= Health zone (Democratic Republic of the Congo) =

Operational health district in the Democratic Republic of the Congo

A health zone (French: zone de santé, often abbreviated ZdS or ZS) is the basic operational unit of the public health system in the Democratic Republic of the Congo (DRC).

Health zones deliver primary care, coordinate public health activities, and manage referral services for a defined population. They are overseen by a management team led by a Médecin chef de zone (zonal medical officer) and typically comprise a network of health centres linked to a general referral hospital.

== Overview ==
Under national norms, a health zone is a geographically delimited health district contained within a territory or commune. It is designed to ensure continuous, comprehensive primary health care and referral services for its population. Zonal coverage targets vary by context; standards indicate at least around 100,000 inhabitants in rural areas and around 200,000 in urban areas, while other planning documents describe typical coverage of about 100,000–150,000 inhabitants per zone.

As of the late 2010s and early 2020s, the number of health zones nationwide has been reported as 516–519, reflecting periodic administrative updates and dataset revisions.

== Organisation ==
Each zone comprises two interdependent service levels:
- Primary level: a network of centres de santé (health centres), each serving a catchment area known as an aire de santé (health area). Health areas generally cover about 5,000–10,000 people.
- Referral level: one Hôpital général de référence (general referral hospital, HGR), which provides the Complementary Package of Activities (Paquet complementaire d'activites, PCA) and clinical support to health centres that deliver the Minimum Package of Activities (Paquet minimum d'activites, PMA).

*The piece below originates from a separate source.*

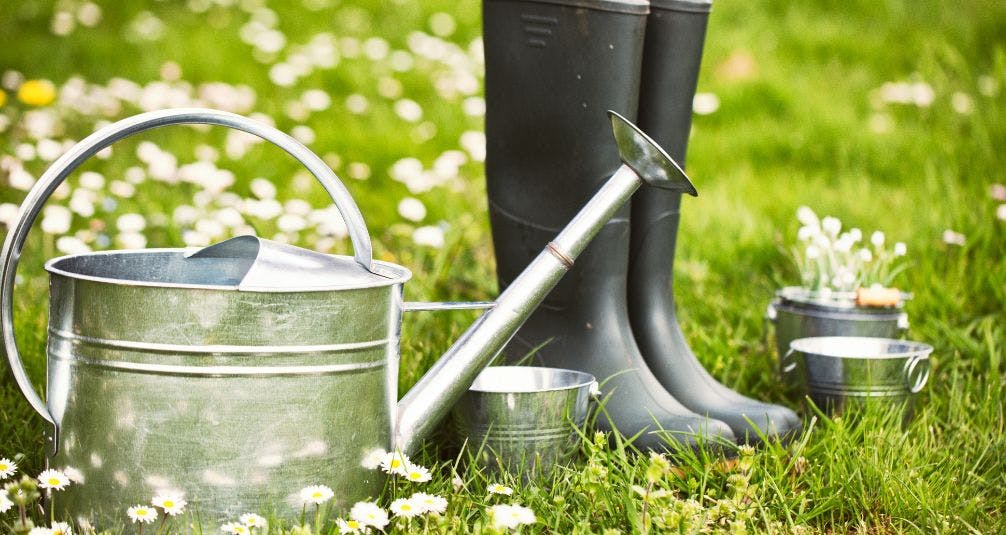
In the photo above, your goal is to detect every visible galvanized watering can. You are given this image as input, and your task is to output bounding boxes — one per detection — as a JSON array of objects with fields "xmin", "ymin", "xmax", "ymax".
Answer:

The zone's management structures typically include the Bureau central de la zone de santé (BCZS) — the central office housing the zonal management team, Équipe cadre de la zone (ECZ) — which plans, supervises, and evaluates services across facilities and coordinates with communities. At the community level, Comités de développement de l'aire de santé (CODESA) support governance and participation within health areas.

== Governance ==
A health zone is led by a zonal medical officer (Médecin chef de zone), a physician who heads the management team and is responsible for planning, quality assurance, supervision, and liaison with the provincial health division. The Ministry of Public Health sets policies and standards at the central level, while provincial health divisions coordinate implementation across zones.

== Coverage and infrastructure ==
According to a World Bank review (2019), the DRC had 516 health zones subdivided into 8,504 health areas, each with a health centre. Of the zones, 393 had government-run general referral hospitals; the remainder relied on faith-based or private facilities to serve as the referral hospital for the zone. More recent sources describe 519 zones across the country, indicating incremental changes in counts due to administrative updates and mapping refinements.

== Functions ==
Health zones are intended to:
- implement primary health care (including maternal, newborn, child and adolescent health; infectious disease control; and health promotion);
- organise referral and counter-referral between health centres and the HGR;
- plan, supervise, and evaluate service delivery; and
- engage communities through local health committees.